Going from High-Volume Sport Web Sites to Commercial Web Sites | IBM(R) WebSphere(R) and Lotus: Implementing Collaborative Solutions

How has IBM gone from the valuable experiences of hosting high-volume sport Web sites to incorporating the best practices "lessons learned" into the design of large commercial Web sites? Some examples of high-volume commercial Web sites that routinely use the best practices learned from the high-volume sport Web sites are as follows :

New York Stock Exchange Public Site, www.nyse.com
eBay auction site, www.ebay.com
Victoria's Secret woman 's clothing, www.victoriassecret.com
News/weather sites

First, let's look more in-depth at one of the most important aspects discussed for the Olympic Web sites in the previous sections: the use of Web server accelerators for the Olympics. These Web server accelerators fall into the general description of Web hardware appliance and are based on caching technology.

Web Caching Alternatives

IBM's experience with the Olympic Web sites and other high-volume sporting event Web sites helped show the significant benefits of using caching technology to increase the performance and scalability of Web sites. This section will discuss the hardware appliance, dynamic caching, and content delivery network (CDN) solutions available, explaining their differences, the types of content each serves best, pricing structures, and how they can act as complementary technologies as opposed to competitive ones.

Caching Theory

Caching is a fundamental computer science technique that involves the storing of frequently accessed content. It is used to address the Web site performance and scalability issues brought forth by ever-growing Internet traffic. Businesses tend to seek caching technology for three primary reasons:

Provide quality of service to end users
Protect from Web server stresses that cause site outages
Reduce performance-bogging site traffic

Caching theory suggests that when a particular resource is accessed, it is likely the same resource will be accessed again and again. As with the World Wide Web, one page request indicates that an identical one will be made shortly thereafter. Caching allows otherwise resource- intensive pages to be served without any burden to the Web server.

Hardware appliances, dynamic caching and CDN solutions, use caching theory as a basis to improve Web site performance, scalability, and uptime at a layer between the user 's browser and the Web server. However, they all do it differently.

The Different Approaches

Hardware and CDN solutions increase Web site performance by handling page requests before they reach the server. Dynamic caching solutions improve Web site performance by reducing the overall number of resources necessary to compile and execute database-dependent pages and eliminate the need for page re-executions.

One way to think about it is that hardware and CDN solutions take pages that are easy to serve, like graphics and streaming media, and place them on multiple servers closer to end users.
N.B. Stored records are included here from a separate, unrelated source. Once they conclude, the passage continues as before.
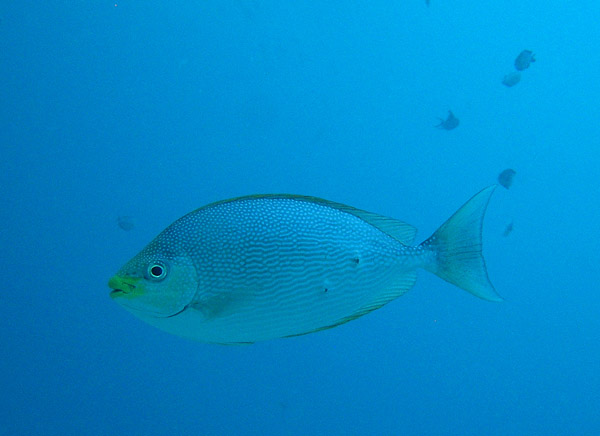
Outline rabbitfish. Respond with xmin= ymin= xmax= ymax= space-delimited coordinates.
xmin=108 ymin=185 xmax=502 ymax=344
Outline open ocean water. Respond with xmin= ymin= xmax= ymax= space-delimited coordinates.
xmin=0 ymin=0 xmax=600 ymax=436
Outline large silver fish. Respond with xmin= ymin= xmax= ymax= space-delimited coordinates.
xmin=108 ymin=185 xmax=502 ymax=344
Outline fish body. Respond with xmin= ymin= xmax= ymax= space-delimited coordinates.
xmin=109 ymin=186 xmax=501 ymax=344
xmin=515 ymin=50 xmax=535 ymax=71
xmin=498 ymin=168 xmax=517 ymax=189
xmin=436 ymin=111 xmax=460 ymax=130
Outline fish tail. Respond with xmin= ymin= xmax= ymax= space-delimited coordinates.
xmin=421 ymin=185 xmax=502 ymax=301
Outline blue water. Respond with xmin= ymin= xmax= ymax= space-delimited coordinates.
xmin=0 ymin=0 xmax=600 ymax=436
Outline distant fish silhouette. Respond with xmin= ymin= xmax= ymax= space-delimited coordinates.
xmin=498 ymin=168 xmax=517 ymax=189
xmin=515 ymin=50 xmax=535 ymax=71
xmin=117 ymin=216 xmax=135 ymax=232
xmin=435 ymin=111 xmax=460 ymax=130
xmin=502 ymin=71 xmax=521 ymax=87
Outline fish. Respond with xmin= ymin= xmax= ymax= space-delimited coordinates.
xmin=498 ymin=168 xmax=517 ymax=189
xmin=117 ymin=215 xmax=135 ymax=232
xmin=435 ymin=111 xmax=460 ymax=130
xmin=502 ymin=221 xmax=514 ymax=237
xmin=108 ymin=185 xmax=502 ymax=345
xmin=515 ymin=50 xmax=535 ymax=71
xmin=502 ymin=71 xmax=521 ymax=87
Dynamic caching solutions make hard-to-serve pages such as Active Server Pages, ColdFusion, and Java Script Pages easier for Web servers to handle.

Because hardware, dynamic caching, and CDN solutions specialize in different file types, they can be used together to produce better performance for the entire array of Internet file types. Contrary to what many believe, these technologies are complementary, not competitive.

Hardware Caching Solutions

Hardware solutions are caching servers deployed locally, either in the rack with the Web servers or at co-location centers with the Web servers (see Figure 15-9). The actual caching devices are basically computers with preinstalled software. The difference between this type of hardware and a reverse proxy server is minimal, although hardware usually offers alternative means of purging the cache.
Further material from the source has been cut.